「極上の恋愛映画」いつか読書する日 とみいじょんさんの映画レビュー(感想・評価)
極上の恋愛映画
事情があって別れざるを得なかった初恋の恋人たち。その一方と結婚した女。
言葉どころか目も交わさぬ恋人たち。本人たちは隠している想いなれど、関係者には密かに伝わっている。それを説明や台詞なしに、演技で魅せてくれる田中さんと岸部さん。

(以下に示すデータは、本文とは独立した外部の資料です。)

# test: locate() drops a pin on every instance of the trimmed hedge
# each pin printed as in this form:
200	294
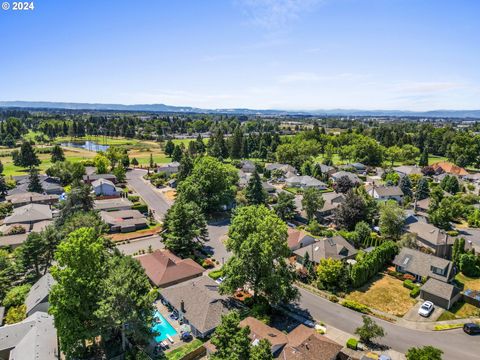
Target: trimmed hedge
356	306
415	291
352	343
409	284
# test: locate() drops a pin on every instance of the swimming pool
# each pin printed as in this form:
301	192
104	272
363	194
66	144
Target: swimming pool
163	327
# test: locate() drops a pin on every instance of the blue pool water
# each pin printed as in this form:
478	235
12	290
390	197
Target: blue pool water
163	328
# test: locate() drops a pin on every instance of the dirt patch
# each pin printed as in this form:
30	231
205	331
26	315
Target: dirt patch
384	293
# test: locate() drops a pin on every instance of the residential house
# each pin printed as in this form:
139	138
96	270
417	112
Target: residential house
21	199
248	166
124	220
353	177
298	239
261	331
449	168
288	170
88	179
37	298
49	184
429	236
405	170
103	187
422	265
170	168
332	201
164	269
29	214
335	248
305	182
34	338
114	204
306	344
199	304
440	293
385	193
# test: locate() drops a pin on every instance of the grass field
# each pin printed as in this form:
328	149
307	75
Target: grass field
384	293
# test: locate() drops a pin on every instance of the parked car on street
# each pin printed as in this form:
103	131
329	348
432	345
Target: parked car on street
471	328
426	309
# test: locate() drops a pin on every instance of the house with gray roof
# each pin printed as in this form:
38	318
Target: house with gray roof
34	338
440	293
199	304
329	248
50	185
29	214
114	204
385	193
353	177
104	187
37	298
88	179
20	199
124	220
429	236
408	170
305	182
422	265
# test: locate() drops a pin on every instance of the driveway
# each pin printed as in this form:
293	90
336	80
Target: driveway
455	343
412	314
217	232
152	197
471	235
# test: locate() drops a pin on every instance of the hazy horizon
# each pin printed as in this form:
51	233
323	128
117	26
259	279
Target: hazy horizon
293	55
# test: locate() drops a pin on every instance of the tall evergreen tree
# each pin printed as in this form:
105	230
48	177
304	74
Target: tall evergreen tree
423	161
169	147
236	143
255	193
34	184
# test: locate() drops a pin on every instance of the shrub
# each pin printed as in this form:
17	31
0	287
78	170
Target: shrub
16	296
415	291
352	343
409	284
215	274
356	306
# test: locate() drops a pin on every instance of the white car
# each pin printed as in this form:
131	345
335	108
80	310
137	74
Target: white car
426	309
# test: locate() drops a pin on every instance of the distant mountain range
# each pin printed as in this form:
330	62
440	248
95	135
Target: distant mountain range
188	109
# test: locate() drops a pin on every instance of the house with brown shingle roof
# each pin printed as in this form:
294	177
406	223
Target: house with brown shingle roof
260	331
305	344
199	304
164	269
298	239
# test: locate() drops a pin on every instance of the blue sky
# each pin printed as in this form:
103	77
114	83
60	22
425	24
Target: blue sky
283	54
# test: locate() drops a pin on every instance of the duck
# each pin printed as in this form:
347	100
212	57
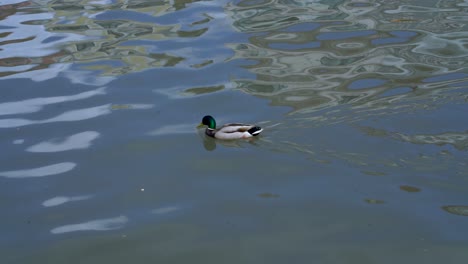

「愛はないけれど情はある」誠実に妻を愛おしむ夫。なれど、”女”とみてくれぬこと・愛する人の幸せを邪魔しているのではと同時に嫉妬に悩む妻。切ない。
この二人と並走して描かれる、長年連れ添った夫婦。
読書。
作者との対話。
そして感想を言い合う仲間との対話。ー映画レビューと一緒。
読書を通して深めていくであろう、心の中のカイタとの対話。
現実世界での対話。内的世界での対話。
それぞれの孤独
それぞれの愛溢れた繋がり。
昼メロ仕立てにしても良い筋だが、
分別のある大人の三角関係をしっとりと魅せてくれる。
なのに、終盤にカイタが美奈子に言う言い訳がこそばゆいのがみそ。
主人公の年齢に近くなり超えるほどに、愛おしくなる逸品。
名優ありきの作品だが、それをじっくり見せてくれる監督に感謝。